By gas-tight sealing of the wells in PCR plates, it is meant to provide a sufficiently strong bond between the inlet upper edge of the well hole in the PCR plate by pressure acting on the rigid upper edge through a sealing film specially commercially manufactured for this purpose or similar sealing film, which has the ability to form coherent physical interactions with the surface of the PCR plate upon application of a certain action of force. The joint must be strong enough to withstand the pressure exerted by the chemicals during heating. Thus, the need for bond strength will depend, for example, on the chemicals used, the temperature and the heating time.
The gas-tight or eventually liquid-tight sealing of the wells in PCR plates is purposeful only when these containers contain chemicals. These include, for example, reagents for PCR analysis, liquid samples or stock inlet solutions, and the like, which can be filled into these containers, for example, by pipetting, wherein they are usually not completely filled with chemicals, but only partially. It is also possible to fill only some of the wells of a PCR plate with chemicals.
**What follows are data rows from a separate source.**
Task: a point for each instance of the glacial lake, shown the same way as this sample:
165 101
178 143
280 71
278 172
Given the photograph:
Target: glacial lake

The invention has been developed namely for conventionally used PCR plates used for PCR automatic diagnostic PCR, but can also be used for other analytical plates, such as microtiter plates for analysis and manipulation of multiple liquid samples.
The automated process means automated or semi-automated determination of properties or composition of liquid samples in the analyser for diagnostic PCR process by means of programmed steps, with minimization of operator intervention, in particular, the steps of activating the sealer mechanism and positioning, pressing or further manipulating with the sealer body, as well as other operations concerning, for example, chemical pipetting, heating, etc. are automated in the analyser for automatic diagnostic PCR process.
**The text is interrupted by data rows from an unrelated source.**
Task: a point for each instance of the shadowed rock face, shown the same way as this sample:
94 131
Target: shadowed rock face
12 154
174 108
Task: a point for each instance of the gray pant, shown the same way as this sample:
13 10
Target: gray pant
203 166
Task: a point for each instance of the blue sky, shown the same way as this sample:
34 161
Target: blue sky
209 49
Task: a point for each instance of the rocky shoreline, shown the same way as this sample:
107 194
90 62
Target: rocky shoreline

A further object of the invention is a sealer for gas-tight sealing of wells in PCR plates using a sealing film, characterized in that the sealer comprises a hinge and further a sealer body in the form of a longitudinally cut-out cylinder comprising a cylindrical shell area for forcefully transferring the sealing film to the upper rigid edge part of the PCR plate wells by pressure and swaying-rolling motion of the sealer body, and a cut-out shell area, wherein the sealer body is rotatably connected to the hinge by means of a joint with a rotation axis coincident with a central axis of the cylindrical surface and the hinge is further slidably connected to the positioning device for horizontal and/or vertical movement of the sealer in a plane perpendicular to the axis of rotation of the sealer body; the sealer further comprises at least one clamping element for clamping both ends of the sealing film to the sealer body.
Sealer is a device that performs gas-tight/vapour-tight sealing of originally open space of wells in a PCR plate placed in a separate stand or directly in an analyser for automatic diagnostic PCR process. This sealing is effected by a sealing film, by means of physical retaining forces, using pressure.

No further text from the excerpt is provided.